Director: Mike Leigh

Cast: Sally Hawkins, Eddie Marsan 

The Buzz: Nominated in the Best Original Screenplay category

The Run: Won the Golden Globe for Best Actress (Comedy or Musical)

Happy-Go-Lucky

Let's Put A Smile On That Face!

Mike Leigh’s Happy-Go-Lucky is about a teacher. This is just about the surety that one can bring in when describing its central character, Pauline aka Poppy. Narrated in a seemingly coherent string of episodes, Happy-Go-Lucky unfolds as much as it conceals. Poppy is a character we could easily meet life – easy to ridicule and easier to pass judgments on. Sally Hawkins should have replaced Jolie in the big list.  

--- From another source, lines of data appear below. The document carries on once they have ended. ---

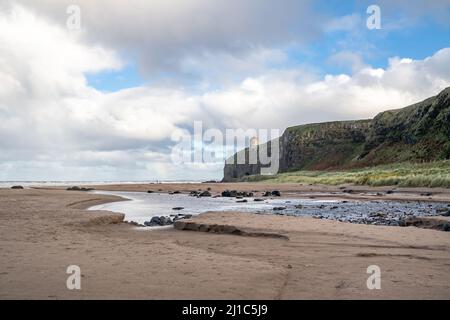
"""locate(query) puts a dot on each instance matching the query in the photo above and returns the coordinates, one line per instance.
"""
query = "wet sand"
(44, 231)
(291, 190)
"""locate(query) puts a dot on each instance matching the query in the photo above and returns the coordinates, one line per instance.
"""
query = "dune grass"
(432, 174)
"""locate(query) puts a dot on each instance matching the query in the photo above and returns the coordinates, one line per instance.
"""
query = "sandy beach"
(279, 257)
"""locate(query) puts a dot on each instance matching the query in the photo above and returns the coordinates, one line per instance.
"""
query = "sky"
(103, 95)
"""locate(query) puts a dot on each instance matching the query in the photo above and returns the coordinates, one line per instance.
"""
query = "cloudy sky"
(103, 102)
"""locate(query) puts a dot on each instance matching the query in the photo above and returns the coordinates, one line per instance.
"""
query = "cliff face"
(417, 133)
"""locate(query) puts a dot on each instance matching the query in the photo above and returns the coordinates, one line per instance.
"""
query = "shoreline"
(320, 259)
(288, 190)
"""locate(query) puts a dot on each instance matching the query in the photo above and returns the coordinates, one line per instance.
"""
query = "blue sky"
(418, 38)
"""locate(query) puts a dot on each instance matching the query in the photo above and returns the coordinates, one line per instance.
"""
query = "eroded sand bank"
(44, 231)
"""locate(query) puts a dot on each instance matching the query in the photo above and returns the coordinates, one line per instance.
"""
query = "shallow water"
(142, 206)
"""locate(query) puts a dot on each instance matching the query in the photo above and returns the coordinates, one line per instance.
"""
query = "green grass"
(431, 174)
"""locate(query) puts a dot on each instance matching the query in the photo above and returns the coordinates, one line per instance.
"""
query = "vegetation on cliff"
(405, 147)
(432, 174)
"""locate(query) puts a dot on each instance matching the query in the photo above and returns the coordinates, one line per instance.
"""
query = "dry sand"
(44, 231)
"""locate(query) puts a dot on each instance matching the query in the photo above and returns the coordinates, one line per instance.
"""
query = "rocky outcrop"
(223, 229)
(418, 133)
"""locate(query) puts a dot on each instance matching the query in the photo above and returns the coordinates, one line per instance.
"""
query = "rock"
(446, 214)
(158, 221)
(236, 194)
(228, 193)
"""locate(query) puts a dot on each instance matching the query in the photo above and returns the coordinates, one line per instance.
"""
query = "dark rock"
(158, 221)
(446, 214)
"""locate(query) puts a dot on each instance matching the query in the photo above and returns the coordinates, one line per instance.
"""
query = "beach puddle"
(143, 206)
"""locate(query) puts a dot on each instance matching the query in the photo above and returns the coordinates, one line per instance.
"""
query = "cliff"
(417, 133)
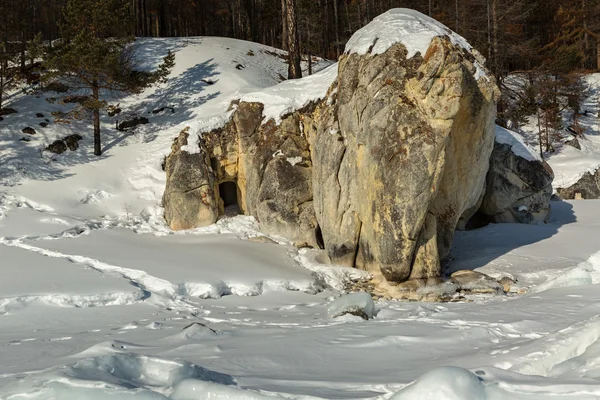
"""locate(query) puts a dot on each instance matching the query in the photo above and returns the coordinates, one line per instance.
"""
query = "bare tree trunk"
(96, 97)
(586, 41)
(1, 83)
(540, 134)
(456, 15)
(598, 53)
(284, 38)
(489, 32)
(495, 50)
(294, 68)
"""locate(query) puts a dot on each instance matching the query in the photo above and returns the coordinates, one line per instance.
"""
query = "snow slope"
(100, 300)
(568, 163)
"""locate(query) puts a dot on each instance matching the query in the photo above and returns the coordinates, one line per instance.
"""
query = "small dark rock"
(8, 111)
(72, 141)
(114, 110)
(57, 147)
(132, 123)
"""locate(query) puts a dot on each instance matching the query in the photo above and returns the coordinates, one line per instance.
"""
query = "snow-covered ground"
(99, 299)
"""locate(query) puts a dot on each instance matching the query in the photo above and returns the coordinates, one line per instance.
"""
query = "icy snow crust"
(100, 300)
(409, 27)
(517, 144)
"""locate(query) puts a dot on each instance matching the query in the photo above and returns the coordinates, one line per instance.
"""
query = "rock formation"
(519, 184)
(378, 173)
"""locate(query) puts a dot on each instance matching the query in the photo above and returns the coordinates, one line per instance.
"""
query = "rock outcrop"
(378, 173)
(518, 184)
(586, 188)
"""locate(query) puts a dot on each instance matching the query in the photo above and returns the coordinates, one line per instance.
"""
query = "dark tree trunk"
(294, 68)
(284, 36)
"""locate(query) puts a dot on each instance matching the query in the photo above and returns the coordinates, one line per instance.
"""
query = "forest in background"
(512, 34)
(552, 41)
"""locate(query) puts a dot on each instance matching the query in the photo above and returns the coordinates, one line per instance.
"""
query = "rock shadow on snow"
(131, 371)
(476, 248)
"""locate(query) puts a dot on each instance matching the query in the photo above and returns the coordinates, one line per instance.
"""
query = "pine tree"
(95, 55)
(294, 69)
(9, 76)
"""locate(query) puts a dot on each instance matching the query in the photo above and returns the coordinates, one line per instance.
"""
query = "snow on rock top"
(409, 27)
(294, 94)
(518, 146)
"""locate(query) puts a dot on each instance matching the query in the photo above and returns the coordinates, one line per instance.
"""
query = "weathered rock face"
(378, 173)
(189, 197)
(518, 189)
(409, 157)
(587, 187)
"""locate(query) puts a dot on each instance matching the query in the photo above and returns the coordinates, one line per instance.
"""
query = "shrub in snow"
(360, 304)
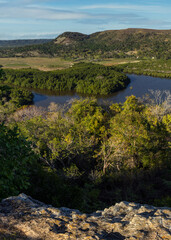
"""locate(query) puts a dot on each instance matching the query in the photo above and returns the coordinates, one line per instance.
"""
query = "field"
(41, 63)
(49, 64)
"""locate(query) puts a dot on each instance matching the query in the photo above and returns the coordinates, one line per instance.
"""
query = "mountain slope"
(113, 43)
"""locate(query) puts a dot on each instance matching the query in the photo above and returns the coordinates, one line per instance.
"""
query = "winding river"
(139, 86)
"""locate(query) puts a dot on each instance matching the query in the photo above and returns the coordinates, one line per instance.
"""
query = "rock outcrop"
(22, 217)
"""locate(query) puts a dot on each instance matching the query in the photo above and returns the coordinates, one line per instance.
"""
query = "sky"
(33, 19)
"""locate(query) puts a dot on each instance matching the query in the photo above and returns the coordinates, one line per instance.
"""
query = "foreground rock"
(22, 217)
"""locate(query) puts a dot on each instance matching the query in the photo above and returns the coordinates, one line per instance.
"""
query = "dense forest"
(87, 155)
(154, 68)
(136, 43)
(85, 78)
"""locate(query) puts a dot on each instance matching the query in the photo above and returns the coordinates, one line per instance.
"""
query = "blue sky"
(26, 19)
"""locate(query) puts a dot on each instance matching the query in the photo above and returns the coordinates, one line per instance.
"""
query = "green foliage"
(83, 77)
(92, 155)
(18, 97)
(141, 43)
(154, 68)
(16, 158)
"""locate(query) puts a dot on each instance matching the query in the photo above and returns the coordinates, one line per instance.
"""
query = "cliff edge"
(22, 217)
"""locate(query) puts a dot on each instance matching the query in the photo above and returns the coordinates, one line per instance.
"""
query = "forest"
(85, 78)
(87, 155)
(155, 68)
(132, 43)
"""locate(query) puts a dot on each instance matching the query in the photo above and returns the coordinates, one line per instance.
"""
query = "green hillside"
(139, 43)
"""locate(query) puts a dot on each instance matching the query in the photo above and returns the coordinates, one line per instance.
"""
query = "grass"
(41, 63)
(49, 64)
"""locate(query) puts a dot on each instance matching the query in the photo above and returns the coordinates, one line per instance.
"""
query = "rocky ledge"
(22, 217)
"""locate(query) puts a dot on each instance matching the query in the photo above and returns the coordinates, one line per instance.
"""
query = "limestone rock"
(22, 217)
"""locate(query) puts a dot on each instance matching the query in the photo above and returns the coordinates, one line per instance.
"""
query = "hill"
(24, 42)
(139, 43)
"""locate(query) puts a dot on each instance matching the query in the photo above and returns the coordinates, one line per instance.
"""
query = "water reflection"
(138, 86)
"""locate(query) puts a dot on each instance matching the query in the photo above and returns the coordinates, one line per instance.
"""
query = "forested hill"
(113, 43)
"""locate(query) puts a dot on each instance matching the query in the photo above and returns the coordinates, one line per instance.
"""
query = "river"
(139, 86)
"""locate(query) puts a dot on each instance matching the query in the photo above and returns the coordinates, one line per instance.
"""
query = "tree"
(16, 158)
(135, 141)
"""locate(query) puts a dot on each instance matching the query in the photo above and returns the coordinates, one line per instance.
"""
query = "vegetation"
(141, 43)
(154, 68)
(91, 155)
(16, 159)
(25, 42)
(82, 77)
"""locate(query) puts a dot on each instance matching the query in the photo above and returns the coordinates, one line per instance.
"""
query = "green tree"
(16, 158)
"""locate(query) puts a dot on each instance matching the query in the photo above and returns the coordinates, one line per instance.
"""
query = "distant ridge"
(131, 42)
(22, 42)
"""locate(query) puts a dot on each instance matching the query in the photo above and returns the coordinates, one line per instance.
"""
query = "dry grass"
(41, 63)
(50, 64)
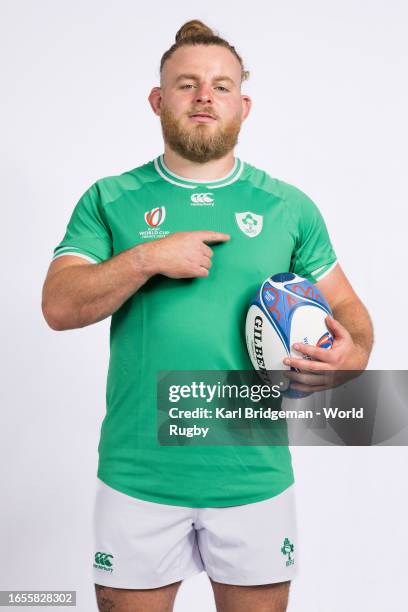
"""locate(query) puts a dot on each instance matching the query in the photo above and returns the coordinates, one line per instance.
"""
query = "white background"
(329, 88)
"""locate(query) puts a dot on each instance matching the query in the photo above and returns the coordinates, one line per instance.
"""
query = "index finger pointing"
(212, 237)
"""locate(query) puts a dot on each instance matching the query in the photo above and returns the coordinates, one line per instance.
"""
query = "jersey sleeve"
(88, 234)
(313, 256)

Mike Leigh does not give us easy answers and predictable characters. Look at how complex the character Poppy is. She is a teacher but is always seen learning things. She looks naïve but seems to know more than what shows. She is irritating to the core. Yet she seems to mean good. She tries to bring happiness in people’s lives, but not the momentarily gratifying one. God knows what she wants. But all this is not a result of bad writing, mind you. Leigh never allows anyone, neither the audience nor his own characters, to judge Poppy. The characters’ privacy is never jeopardized and they constantly dodge analysis. One is unable to even come to a conclusion like “Poppy is…” or “She likes…”. I can only repeat the strange man that Poppy seems to empathize with: “She is, she is, she is, she is, she is, she is,…. You know?”  But what is sure is that Happy-Go-Lucky is rooted firmly in contemporary reality like a very few films. And it does this without ever beating its chest out.

And then there is Eddie Marsan. This bloke should have been given one of those Oscar nods. He matches Poppy’s intensity and brings such unbridled energy into the most mundane of conversations that you start looking forward to these driving classes yourself.  The blink-and-you’ll-miss lines are all damn funny, all in the British way, but after a point seem to staged and more than spontaneous. But one thing, I would never want to meet a Poppy in my life!